Рябинин умел говорить с людьми. Он понимал любого, даже того, кого не, принимал. Ему признавались в том, в чем не признавались и себе. Он умел, он знал, он понимал… Но это там, за столом, в следственном кабинете.

Тихая улица оказалась вся в пуху. Он бежал серыми комочками по асфальту и вспугнуто взлетал перед машинами. Он плыл в уличном воздушном потоке, цепляясь за углы и шероховатости. Крупный зонт пуха влетел в открытое окно и свободно вылетел, как шаровая молния.

Почему с посторонним, с чужим, с незнакомым говорить проще, чем с близким?

И промелькнуло, исчезая…

…Ударить чаще всего хочется любимого человека…
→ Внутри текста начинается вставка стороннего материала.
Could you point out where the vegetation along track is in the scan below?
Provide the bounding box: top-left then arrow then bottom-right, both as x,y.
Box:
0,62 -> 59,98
Промелькнула какая-то глупость, но все-таки почему удавалось растрогать матерых уркаганов, которые сморкались, терли кулачищами глаза и рассказывали про себя все, не упуская ни интимных, ни воровских подробностей? Почему не получается разговора с любимой женщиной, у которой что-то случилось, или это у него случилось, или у них обоих случилось?..

Рябинин убыстрил шаг, словно куда-то опаздывал. Он уже не интересовался названиями улиц и не считал кварталы, занятый едкими и непроходящими мыслями. Он почти бежал, сжигаемый этими "почему" – от них бежал и с ними.

Восьмиэтажный блочный дом в тихом закоулке удивлял прохожих белой, чуть не мраморной доской с желтыми, чуть не золотыми буквами: "Дом высокой". Зачем писать, что дом высокий? Не такой уж он и высокий. И почему неграмотно: "высокой"?.. Редко кто догадывался, что буквы третьего слова "культуры" – осыпались с доски, как листья с осеннего дерева. "Дом высокой". Не сюда ли Рябинин бежал своими беспорядочными зигзагами?..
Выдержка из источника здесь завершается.